Art History PhD
Candidates for the PhD must hold a Master of Arts degree in Art History, and have demonstrated competence in a foreign language. All doctoral degree students are required to pass departmental exams in two languages.
Major and minor fields are selected from the following areas: Greek, Roman, Early Christian and Byzantine, Western Medieval, Northern European Art from 1300 to 1600, Italian Renaissance, Baroque and Rococo, European from ca.1750 to 1900, European from 1880 to the present, American, Latin American, African, and East Asian. Upon completing the required course work, PhD students take preliminary exams in their major and minor fields.
After passing the preliminary exams doctoral students focus on writing the dissertation. The PhD dissertation is an original piece of research that demonstrates the student's mastery of his or her topic, and that makes a significant contribution to the scholarship in this field.
Resources in Art History
Graduate students in art history can take advantage of many supplemental resources on campus. These include:
- The Illinois Program at The Phillips Collection Center for the Study of Modern Art, Washington, D.C., allows students to take courses in studio arts and modern art history at this museum of nineteenth and twentieth-century art.

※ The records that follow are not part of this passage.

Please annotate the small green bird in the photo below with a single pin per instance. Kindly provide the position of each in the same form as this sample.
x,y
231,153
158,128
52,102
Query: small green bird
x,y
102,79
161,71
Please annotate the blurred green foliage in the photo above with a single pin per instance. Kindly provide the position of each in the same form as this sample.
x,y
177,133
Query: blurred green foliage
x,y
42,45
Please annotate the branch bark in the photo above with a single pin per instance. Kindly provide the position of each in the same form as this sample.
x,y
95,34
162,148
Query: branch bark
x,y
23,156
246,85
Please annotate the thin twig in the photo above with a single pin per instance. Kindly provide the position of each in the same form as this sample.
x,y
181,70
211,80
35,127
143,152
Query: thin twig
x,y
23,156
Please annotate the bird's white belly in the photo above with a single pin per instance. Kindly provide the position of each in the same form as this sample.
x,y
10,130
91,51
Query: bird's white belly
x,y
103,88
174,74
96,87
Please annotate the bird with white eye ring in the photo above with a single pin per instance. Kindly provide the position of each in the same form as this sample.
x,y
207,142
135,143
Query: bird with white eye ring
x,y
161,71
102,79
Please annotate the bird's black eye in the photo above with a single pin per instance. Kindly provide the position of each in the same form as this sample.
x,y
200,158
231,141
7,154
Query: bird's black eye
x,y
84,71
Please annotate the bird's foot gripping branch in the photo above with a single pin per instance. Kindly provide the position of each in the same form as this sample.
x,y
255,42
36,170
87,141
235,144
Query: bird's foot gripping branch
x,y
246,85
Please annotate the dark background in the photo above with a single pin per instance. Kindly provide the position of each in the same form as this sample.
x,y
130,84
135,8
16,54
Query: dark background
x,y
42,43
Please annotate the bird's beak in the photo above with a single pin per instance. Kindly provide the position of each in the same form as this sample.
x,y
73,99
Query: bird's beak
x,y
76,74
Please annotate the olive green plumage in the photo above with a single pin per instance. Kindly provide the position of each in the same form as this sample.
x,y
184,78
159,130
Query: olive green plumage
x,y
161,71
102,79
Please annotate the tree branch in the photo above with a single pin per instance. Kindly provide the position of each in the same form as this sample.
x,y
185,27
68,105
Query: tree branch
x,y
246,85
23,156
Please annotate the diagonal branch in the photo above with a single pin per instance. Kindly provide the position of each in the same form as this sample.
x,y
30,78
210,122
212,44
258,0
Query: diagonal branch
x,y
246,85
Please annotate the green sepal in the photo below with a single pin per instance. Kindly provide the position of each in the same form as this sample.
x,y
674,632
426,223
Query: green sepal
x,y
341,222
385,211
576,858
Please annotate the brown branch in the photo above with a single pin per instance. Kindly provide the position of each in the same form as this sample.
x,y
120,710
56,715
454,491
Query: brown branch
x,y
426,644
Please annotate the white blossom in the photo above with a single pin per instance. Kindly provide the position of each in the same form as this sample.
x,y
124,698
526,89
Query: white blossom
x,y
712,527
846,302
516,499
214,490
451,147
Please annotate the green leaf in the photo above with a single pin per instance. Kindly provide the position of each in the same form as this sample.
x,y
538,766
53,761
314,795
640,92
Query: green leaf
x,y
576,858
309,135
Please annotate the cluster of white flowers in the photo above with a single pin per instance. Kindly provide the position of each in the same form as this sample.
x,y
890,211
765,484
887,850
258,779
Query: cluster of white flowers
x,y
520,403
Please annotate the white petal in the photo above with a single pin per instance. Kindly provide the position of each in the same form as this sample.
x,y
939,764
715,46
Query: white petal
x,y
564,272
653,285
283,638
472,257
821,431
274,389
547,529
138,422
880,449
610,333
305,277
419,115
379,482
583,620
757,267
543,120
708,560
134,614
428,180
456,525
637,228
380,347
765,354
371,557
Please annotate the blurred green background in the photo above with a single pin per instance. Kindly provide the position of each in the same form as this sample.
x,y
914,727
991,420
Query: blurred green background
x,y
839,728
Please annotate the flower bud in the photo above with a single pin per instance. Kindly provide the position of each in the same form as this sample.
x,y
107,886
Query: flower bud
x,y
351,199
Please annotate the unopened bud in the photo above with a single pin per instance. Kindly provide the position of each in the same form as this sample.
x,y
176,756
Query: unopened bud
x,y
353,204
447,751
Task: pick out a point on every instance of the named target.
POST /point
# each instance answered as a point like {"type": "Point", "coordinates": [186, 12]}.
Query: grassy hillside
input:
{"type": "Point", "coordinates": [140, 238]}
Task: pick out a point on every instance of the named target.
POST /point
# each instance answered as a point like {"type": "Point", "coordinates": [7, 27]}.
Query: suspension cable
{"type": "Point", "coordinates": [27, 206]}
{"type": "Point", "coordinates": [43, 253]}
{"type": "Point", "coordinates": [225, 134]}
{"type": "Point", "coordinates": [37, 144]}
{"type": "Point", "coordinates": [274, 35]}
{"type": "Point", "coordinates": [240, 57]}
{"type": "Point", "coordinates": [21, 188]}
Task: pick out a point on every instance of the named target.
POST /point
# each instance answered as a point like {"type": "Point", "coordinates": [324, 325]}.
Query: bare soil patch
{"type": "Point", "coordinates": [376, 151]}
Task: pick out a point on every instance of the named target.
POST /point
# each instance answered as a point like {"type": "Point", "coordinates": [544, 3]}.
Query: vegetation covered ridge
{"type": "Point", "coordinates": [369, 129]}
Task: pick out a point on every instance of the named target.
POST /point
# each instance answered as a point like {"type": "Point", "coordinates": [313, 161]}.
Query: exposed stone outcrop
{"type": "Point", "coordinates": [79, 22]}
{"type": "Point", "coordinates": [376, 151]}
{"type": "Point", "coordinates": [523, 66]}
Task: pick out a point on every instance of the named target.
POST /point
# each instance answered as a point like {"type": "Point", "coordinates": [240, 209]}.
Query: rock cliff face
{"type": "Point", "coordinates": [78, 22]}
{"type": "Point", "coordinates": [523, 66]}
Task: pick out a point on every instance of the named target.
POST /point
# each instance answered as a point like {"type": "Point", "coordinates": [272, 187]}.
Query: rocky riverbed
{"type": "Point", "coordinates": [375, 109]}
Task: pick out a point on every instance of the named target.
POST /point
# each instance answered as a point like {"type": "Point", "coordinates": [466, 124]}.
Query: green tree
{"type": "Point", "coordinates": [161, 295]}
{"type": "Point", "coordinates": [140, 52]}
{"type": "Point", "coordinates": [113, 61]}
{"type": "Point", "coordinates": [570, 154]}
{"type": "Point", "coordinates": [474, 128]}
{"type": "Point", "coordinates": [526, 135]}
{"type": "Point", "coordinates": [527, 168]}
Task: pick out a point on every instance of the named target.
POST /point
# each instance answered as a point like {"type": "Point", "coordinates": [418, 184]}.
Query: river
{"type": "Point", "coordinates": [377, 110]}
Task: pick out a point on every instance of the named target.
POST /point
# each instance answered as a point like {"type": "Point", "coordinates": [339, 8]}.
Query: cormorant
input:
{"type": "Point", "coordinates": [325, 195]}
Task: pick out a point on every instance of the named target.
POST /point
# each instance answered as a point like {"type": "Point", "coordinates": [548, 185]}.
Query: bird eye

- The University Library, the largest public university library in the U.S., includes many branch libraries in specific subjects such as History and Philosophy, Modern Languages, Education and Social Sciences.
- The Ricker Library of Art and Architecture is a branch of the University Library, and its collection includes more than 120,000 books, 33,000 serials, and a wide selection of videos.
- The Manuscript and Rare Book Collection, also part of the University Library, includes original illustrated books and rare artists' editions of books from the fifteenth through twentieth centuries.
- The Krannert Art Museum has a permanent collection of over 8,000 works of art from all areas of the world and hosts an ongoing schedule of rotating exhibitions.
- The Spurlock Museum is an ethnographic museum with a diverse array of functional and art objects that represent past and present cultures from around the globe.